Here are some supplementary quotes related to my last post on the Phenomenon of Questioning for you to chew on:

1. CLEITOPHON’S QUESTION
The Cleitophon is the shortest of the Platonic dialogues and is often assumed to be spurious due to its defects, that it is not worthy of the pen of Plato. I disagree. I think the defects are just the “cracks to let the light in” (Leonard Cohen). The dialogue suggests that it is an antechamber to the Grand Mansion of the Republic. Cleitophon is a young student of Socrates who has just left his master to become the student of Thrasymachus. (Both obviously make appearances in the Republic itself.) The reason for his frustration with Socrates is stated in the following question:

I ask you, my very good Sirs, in what sense do we now accept the exhortation to virtue which Socrates has given us. Are we to regard it as all there is, and suppose it to be impossible to pursue the object [e.g. virtue] further and grasp it fully? And is this to be our lifelong task, just to exhort those who have not as yet been exhorted, and that they in turn should exhort others? What is the next step?”  (Cleitophon 408d1-e2; cf. Slings 1999, 302)

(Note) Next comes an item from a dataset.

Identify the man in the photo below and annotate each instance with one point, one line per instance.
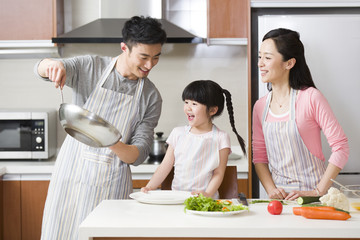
(119, 91)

In other words, is there anything in Socratic teaching other than the desire to search for virtue. Is it just the searching for an ever retreating target that’s the thing, or should we expect something more, like perhaps, to know virtue itself? Any serious student of Plato must grapple with this question in some form. However, Socrates remains surprisingly mute to it; the dialogue ends with the question, but includes no answer — hence the charge that the dialogue is defective. (Perhaps the answer given in the Republic itself…)

 

2. MENO’S PARODOX
I mentioned parenthetically Meno’s Paradox in my Question post. Although Socrates seems to dismiss the question as a debater’s trick (as it surely is for Meno), I think the question has an interesting philosophical depth:

Meno: “How will you look for it [e.g. virtue], Socrates, when you do not know what it is? How will you aim to search for something you do not know at all? If you should meet with it, how will you know that this is the thing that you did not know?”
Socrates: “I know what you want to say, Meno. Do you realize what a debater’s argument you are bringing up, that a man cannot search either for what he knows or for what he does not know? He cannot search for what he knows–since he knows it, there is no need to search–nor for what he does not know, for he does not know what to look for.” (Meno, Grube/Cooper translation, 80d-e)

 

3. QUESTIONING AND LIVING
“It is not in the nature of human beings to let things that interest us go unthought about. ‘What is it?’ and ‘Why?’ are not just modes of speaking and thinking; they are living ways of standing in and toward the world. In the face of our most powerful experiences, those questions may not get fully answered, but it is intolerable for them to go entirely unanswered either, and impossible for them to go unasked. For good or ill, to be greatly and noticeably affected by anything, and not to seek its cause, is no part of life as we live it. If that were not so, if we refrained from all reflection, important things could happen to us without becoming part of our experience at all. Life would pass through us without being lived by us.” — Joe Sachs, in the introduction to his translation of Aristotle: Poetics, Focus Philosophical Press, 2006, p. 1.